Od miesięcy komisja rewizyjna rady miejskiej w Wodzisławiu jest niekompletna. W minionej kadencji pracowało tam 7 radnych. Teraz jest ich tylko pięciu. Nie pomagają apele, m.in. radnej Bożeny Capek by zgłaszali się chętni. Do pracy zaprasza także Grażyna Pietyra, przewodnicząca komisji rewizyjnej (na zdj.).
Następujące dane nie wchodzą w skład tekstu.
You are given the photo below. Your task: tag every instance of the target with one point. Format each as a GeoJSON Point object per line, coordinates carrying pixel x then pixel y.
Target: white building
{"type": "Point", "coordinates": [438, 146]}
Dlaczego brakuje chętnych? To komisja, w której trzeba się napracować. Jej członkowie zajmują się m.in. przeprowadzeniem kontroli w instytucjach miejskich, takich jak m.in. Służby Komunalne Miasta, Zakład Gospodarki Mieszkaniowej i Remontowej czy Miejski Ośrodek Sportu i Rekreacji. – Radni koalicji obsadzali stanowiska jak chcieli. Nas pomijali a teraz ubolewają, że nie ma kto pracować – mówi Jan Zemło, radny klubu radnych „Polska Jest Najważniejsza” . Dodaje, że w najbliższym czasie klub zgłosi kandydata do komisji rewizyjnej. Będzie nim Marian Balcer. Warunek jest jeden. Chcemy by był wiceprzewodniczącym tej komisji – Najpierw jednak wystąpimy do prezydenta o pomieszczenie w urzędzie miasta i łącze telefoniczne. Jesteśmy największym klubem radnych (czteroosobowy: Marian Balcer, Jan Zemło, Ryszard Zalewski i Mariusz Ganita - przp. red.) i zgodnie z statutem miasta się nam to należy.
W radzie powiatu sprawę rozwiązano inaczej. Na ostatniej sesji podniesiono diety wszystkim radnym. Członków komisji rewizyjnej potraktowano nieco lepiej. Jej przewodniczący otrzymywał do tej pory 1920 zł, dostanie 2013 zł. Jego zastępca miał 1510 zł, a będzie miał 1616 zł. Natomiast zwykli członkowie tej komisji nie dostaną już 1370 zł, a 1483 zł (członek każdej innej komisji otrzymywał będzie 1404 zł).